A Bloomington resident is asking city leaders to loosen restrictions on which households are allowed to raise chickens in their backyards.
Maren Quickert posted a petition online last month seeking a change in the city code regarding backyard chicken coops. She said she wanted to raise hens to have fresh eggs and teach her children about responsibility.
Currently, coops must be at least 50 feet from surrounding properties. Each home is limited to four hens.
“We realized that our code is extremely restrictive,” Quickert said, and that few households in Bloomington can raise chickens as a result.
Quickert’s petition asks that residents with chickens be able to bypass the setback if they have approval from 75 percent of homeowners within 100 feet. It also seeks to raise the maximum number of hens to six.
The petition had nearly 300 signatures as of a few days ago. “I was extremely pleased with how many people in Bloomington also would like to see the code change,” she said.
Quickert and her 7-year-old daughter spoke May 21 at the City Council meeting to present the petition. She said that city staffers called her and said they would review the code.
Council to vote on raising tobacco sales age
Richfield is poised to raise the tobacco sales age to 21 this summer, as neighboring suburbs and Minneapolis have done.
The City Council is scheduled to vote June 12 on an amendment raising the sales age. It voted unanimously May 22 to approve the first reading of the proposed rule.
The amendment would prohibit the sale of tobacco and related items, including vape pens such as Juuls, to anyone under the age of 21. It would also eliminate penalties if someone underage is found buying, using or possessing tobacco products.
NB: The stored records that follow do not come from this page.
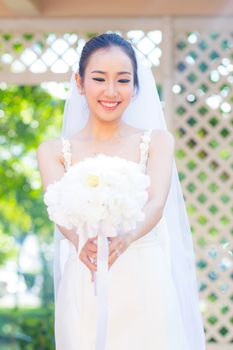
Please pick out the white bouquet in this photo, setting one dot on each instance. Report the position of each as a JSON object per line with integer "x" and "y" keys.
{"x": 101, "y": 196}
{"x": 107, "y": 190}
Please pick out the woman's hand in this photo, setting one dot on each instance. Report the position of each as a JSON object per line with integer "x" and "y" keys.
{"x": 88, "y": 255}
{"x": 118, "y": 244}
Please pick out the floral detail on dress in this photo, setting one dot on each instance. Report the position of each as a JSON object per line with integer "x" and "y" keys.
{"x": 66, "y": 151}
{"x": 144, "y": 149}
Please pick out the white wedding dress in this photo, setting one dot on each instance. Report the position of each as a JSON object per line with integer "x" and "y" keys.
{"x": 143, "y": 311}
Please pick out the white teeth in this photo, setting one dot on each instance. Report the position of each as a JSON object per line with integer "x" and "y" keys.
{"x": 109, "y": 104}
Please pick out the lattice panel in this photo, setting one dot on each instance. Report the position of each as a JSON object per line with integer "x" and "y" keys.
{"x": 53, "y": 55}
{"x": 203, "y": 124}
{"x": 195, "y": 71}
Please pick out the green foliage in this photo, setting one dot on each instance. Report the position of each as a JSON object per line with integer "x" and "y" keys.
{"x": 28, "y": 115}
{"x": 27, "y": 329}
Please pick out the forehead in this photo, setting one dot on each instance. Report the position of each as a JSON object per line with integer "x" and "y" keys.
{"x": 109, "y": 59}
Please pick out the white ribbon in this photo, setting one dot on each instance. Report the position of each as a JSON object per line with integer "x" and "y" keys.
{"x": 101, "y": 290}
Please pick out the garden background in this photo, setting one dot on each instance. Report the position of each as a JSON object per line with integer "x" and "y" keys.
{"x": 190, "y": 49}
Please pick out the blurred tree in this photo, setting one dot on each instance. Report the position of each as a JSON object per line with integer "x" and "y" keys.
{"x": 28, "y": 115}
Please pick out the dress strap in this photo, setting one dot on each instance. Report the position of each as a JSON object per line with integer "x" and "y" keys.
{"x": 66, "y": 151}
{"x": 144, "y": 149}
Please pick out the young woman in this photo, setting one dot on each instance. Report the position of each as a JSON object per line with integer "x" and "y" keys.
{"x": 113, "y": 109}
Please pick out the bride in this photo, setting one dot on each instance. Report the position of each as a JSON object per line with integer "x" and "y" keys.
{"x": 113, "y": 109}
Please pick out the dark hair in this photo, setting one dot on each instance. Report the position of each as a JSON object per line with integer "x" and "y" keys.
{"x": 107, "y": 40}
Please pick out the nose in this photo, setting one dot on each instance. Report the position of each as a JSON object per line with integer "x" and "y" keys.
{"x": 110, "y": 89}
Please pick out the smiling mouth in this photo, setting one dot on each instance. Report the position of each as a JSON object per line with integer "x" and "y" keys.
{"x": 109, "y": 105}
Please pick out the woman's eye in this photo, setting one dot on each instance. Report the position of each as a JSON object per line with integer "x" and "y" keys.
{"x": 121, "y": 81}
{"x": 98, "y": 79}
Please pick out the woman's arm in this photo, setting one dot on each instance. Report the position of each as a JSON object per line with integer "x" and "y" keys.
{"x": 159, "y": 168}
{"x": 51, "y": 170}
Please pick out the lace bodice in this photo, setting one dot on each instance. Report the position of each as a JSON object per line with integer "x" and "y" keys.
{"x": 144, "y": 150}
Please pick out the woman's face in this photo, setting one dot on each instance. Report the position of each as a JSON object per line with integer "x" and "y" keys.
{"x": 108, "y": 83}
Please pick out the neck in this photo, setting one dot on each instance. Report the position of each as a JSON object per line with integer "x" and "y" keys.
{"x": 103, "y": 131}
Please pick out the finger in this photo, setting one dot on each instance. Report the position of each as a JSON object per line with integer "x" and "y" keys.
{"x": 85, "y": 259}
{"x": 92, "y": 276}
{"x": 112, "y": 258}
{"x": 92, "y": 246}
{"x": 113, "y": 245}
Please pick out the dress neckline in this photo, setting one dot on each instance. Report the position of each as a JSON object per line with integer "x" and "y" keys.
{"x": 143, "y": 146}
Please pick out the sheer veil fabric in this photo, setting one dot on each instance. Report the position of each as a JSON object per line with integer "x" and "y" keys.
{"x": 145, "y": 112}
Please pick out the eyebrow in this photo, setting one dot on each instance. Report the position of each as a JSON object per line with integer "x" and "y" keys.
{"x": 102, "y": 72}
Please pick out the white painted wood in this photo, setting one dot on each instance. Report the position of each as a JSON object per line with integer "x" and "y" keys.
{"x": 24, "y": 7}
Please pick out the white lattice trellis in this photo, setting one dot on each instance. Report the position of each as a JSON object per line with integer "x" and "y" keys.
{"x": 192, "y": 62}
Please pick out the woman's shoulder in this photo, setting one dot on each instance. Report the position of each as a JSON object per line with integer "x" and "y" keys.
{"x": 158, "y": 135}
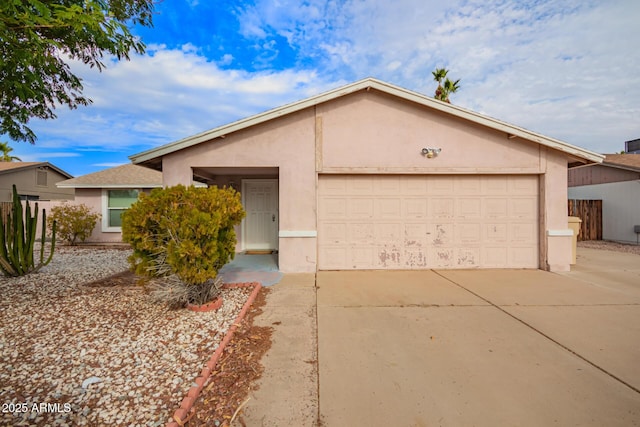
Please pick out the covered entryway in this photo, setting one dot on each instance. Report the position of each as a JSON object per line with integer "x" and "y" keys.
{"x": 260, "y": 201}
{"x": 427, "y": 221}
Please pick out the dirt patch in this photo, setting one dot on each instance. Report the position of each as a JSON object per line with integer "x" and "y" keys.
{"x": 123, "y": 279}
{"x": 238, "y": 369}
{"x": 610, "y": 246}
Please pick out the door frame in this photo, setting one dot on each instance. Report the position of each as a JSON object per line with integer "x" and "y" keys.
{"x": 243, "y": 193}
“Research has shown that these types of penalties do not deter tobacco use in young people,” said Jennifer Anderson, Richfield’s support services supervisor, in a news release.
The city’s Advisory Board of Health, as well as the anti-smoking coalition Minnesotans for a Smoke-Free Generation, supports the amendment. Richfield has 22 licensed tobacco vendors.
If the amendment passes, Richfield will join Bloomington, Edina, St. Louis Park and others in what has become a national movement, “Tobacco 21,” to raise the sales age. The Minneapolis City Council approved a similar measure on May 25.
Crews begin renovating water tower
Crews have begun work on a monthslong project to update the Hidden Ponds Water Tower in Eden Prairie.
The 37-year-old water tower, located off Dell Road next to Hidden Ponds Park, was last repainted 21 years ago. The city is calling the $1.3 million project a “much-needed face-lift” for the tower.
A rendering of the updated water tower features the city’s name, grass and a flying bird.
Workers will sandblast and repaint the interior and exterior of the tower, which holds about 1 million gallons of water. A giant curtain will be raised to trap dust during both processes. Painters will spray a primer coat and roll multiple coats of paint on the tank.
The project is expected to be finished by September.
Plans move ahead for library renovation
The Hennepin County Board has approved initial designs and a contract to begin architectural and engineering work for the Eden Prairie Library, slated for a major renovation starting this fall.
The County Board awarded the $895,000 architectural and engineering work contract to MSR Design architects of Minneapolis. The board also directed the county administrator to contract with builders for the project, provided bids are within approved budgets.
The $12.1 million project will modernize the library, promising more space for patrons, new lighting, designated quiet areas, electrical updates and improved outdoor seating.
Work is scheduled to begin later this year and take approximately nine months to finish. Save for delays, the library will reopen for business in Fall 2019.
Aside from some outdoor additions in 2010, the library building — once a grocery store — hasn’t been seriously renovated since 2004. It’s the sixth most used branch of the Hennepin County Library system’s 41 libraries. In 2016, Eden Prairie recorded nearly 260,000 visits.
Information on the project and design renderings will be presented at a public meeting at 7 p.m. on June 11 at the library, 565 Prairie Center Drive.
Moore wins Outstanding Citizen award
Tanya Moore, a paraprofessional who works with Columbia Heights public schools, has been named the city’s Outstanding Citizen for 2018. She will be recognized at the Columbia Heights City Council meeting on June 11.
Moore, married and the mother of five children, has been active in community organizations since moving to Columbia Heights 17 years ago. She is on the board of directors for Columbia Heights Athletic Boosters and will soon join a group of volunteers that advises the police department on diversity issues, the Multicultural Advisory Committee. She is a longtime member of the Lions Club and a regular volunteer with youth sports.
Moore was nominated for the annual award by Nick Novitsky, a City Council member and president of the Lions Club. “Every time I see her she’s doing something that will benefit the community,” he said, in a statement. “She’s always willing to do what she can to help out anybody, and she does it without hesitation or complaint.”
Mayor Donna Schmitt and Amada Márquez Simula, last year’s Outstanding Citizen, chose Moore from a group of nominees for the award. It’s meant to recognize Columbia Heights residents who put the needs of others before their own.